We had a feeling about our own website, and a feeling is a hard thing to act on.
The home page and the story page felt like the same story told twice. Read one, then the other, and you met Nigeria again, the open source tools again, the institute we are building again. Nothing was wrong in isolation. Together they sagged. But when you try to fix a thing by feel, every cut is an argument about taste, and taste is slow and personal and easy to defend against. We wanted something firmer than a feeling. We wanted evidence.
So we did what we would do with any tangle in a codebase. We stopped reading the words as words, and started treating them as data.
Content is data wearing a nice outfit
A web page looks like prose. Underneath, it is structure. Our pages are built from blocks: a hero, a section of text, a grid, a timeline. Each block is really a small record. It has a type, a position, a heading, and a job to do. Seen that way, a page is not an essay. It is a list of rows.
That shift is the whole trick. Once content is data, you can ask questions of it that you cannot ask of prose. You can count. You can group. You can find the thing that appears where it should not. A vague sense of repetition becomes a query with a yes or no answer.
The unit we were missing had no name on the page. We called it a beat. A beat is a single idea the site is trying to land. Our roots in Nigeria are a beat. Our open source engine is a beat. The institute we are growing into is a beat. A section is just one way of presenting a beat, and the same beat can be presented on more than one page. That last sentence is where the trouble was hiding.
A throwaway database, gone by lunch
We sketched a tiny database. Four tables, fifteen lines of schema, the kind of thing you delete the moment it has answered you. One table for pages, one for beats, one for the sections on each page, and one join table to connect them. The join table is the quiet hero here. It records which beats each section is telling, and at what depth, lite or full.
CREATE TABLE page (id, slug, job);
CREATE TABLE beat (id, name, owner_page); -- where this idea is told in full
CREATE TABLE section (id, page_id, position, heading);
CREATE TABLE section_beat (section_id, beat_id, depth); -- the join
Then we typed our two pages into it, every section, every beat each section carried. Tedious for ten minutes. Worth it. Because now the question we had been circling for an hour was one short query.
SELECT beat, count(distinct page_id) AS pages
FROM section_beat JOIN section USING (section_id)
WHERE depth = 'full'
GROUP BY beat
HAVING pages > 1;
In plain words: show me every idea we are telling in full on more than one page. The database did not have feelings about our website. It returned three rows. Our Nigerian roots. Our open source engine. The institute we are building. Each one told fully, twice. The repetition we had felt was now three named things on a screen, and you cannot argue with three named things the way you can argue with a feeling.
The fix has an old name
What we had was a normalisation problem, the same one that haunts any database where the same fact is stored in two places. When a fact lives twice, the two copies drift, they contradict, and the reader, or the program, stops trusting either. The cure is old and simple. Store each fact once, in one home. Everywhere else, point to it.

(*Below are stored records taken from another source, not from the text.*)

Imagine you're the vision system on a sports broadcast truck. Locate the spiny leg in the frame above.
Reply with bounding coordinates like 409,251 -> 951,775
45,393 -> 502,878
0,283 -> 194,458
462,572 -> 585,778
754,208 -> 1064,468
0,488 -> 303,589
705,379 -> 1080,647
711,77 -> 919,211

So we gave every beat a single home. The roots, the engine, the longer arc of the institute belong to the story page, the place a reader goes when they want the full account. The home page keeps only a light touch of each, a single line and a link, and spends its space on the job only it can do, which is to say what we offer and show people the door they came for.
A second query, almost the same as the first, then told us which sections to cut. Any section telling a beat in full on a page that does not own it. Three sections on the home page lit up. We removed them. The home page went from nine sections to six and got faster to read and easier to act on. The story page kept the depth and stopped competing with the front door for the same words.
We did not design that outcome by argument. We let the structure show us, and we followed it.
Why a school would bother
We could have moved some paragraphs around until it felt better. It would have taken the same afternoon. The reason we reached for code instead is the reason we exist as a school.
We teach a way of working, not a stack of facts. And the habit underneath this small job is one of the most useful a builder can own. Make the implicit explicit. When something is hard to reason about, change its form until it is easy. A wall of prose is hard to reason about. A table is easy. The skill is not knowing SQL. It is recognising that a question about words could become a question about rows, and being willing to spend ten honest minutes building the thing that answers it.
That habit settles arguments that taste cannot. It replaces the loudest voice in the room with a result anyone can reproduce. It is, quietly, a fairer way to make decisions, and we think a school that builds technology for social change should model fair decisions in the small things as well as the large ones.
We also do this in the open on purpose. This website is part of how we earn trust, from the communities we build with and from the people who fund the work. Showing the working, including the throwaway database we deleted before lunch, is more honest proof of how we think than any claim we could write about ourselves. We are building a coding institute, and we are building it where the working can be seen.
The website told the same story twice. We did not talk ourselves out of the feeling, and we did not act on it blind. We gave it a shape we could question, and then we listened to the answer.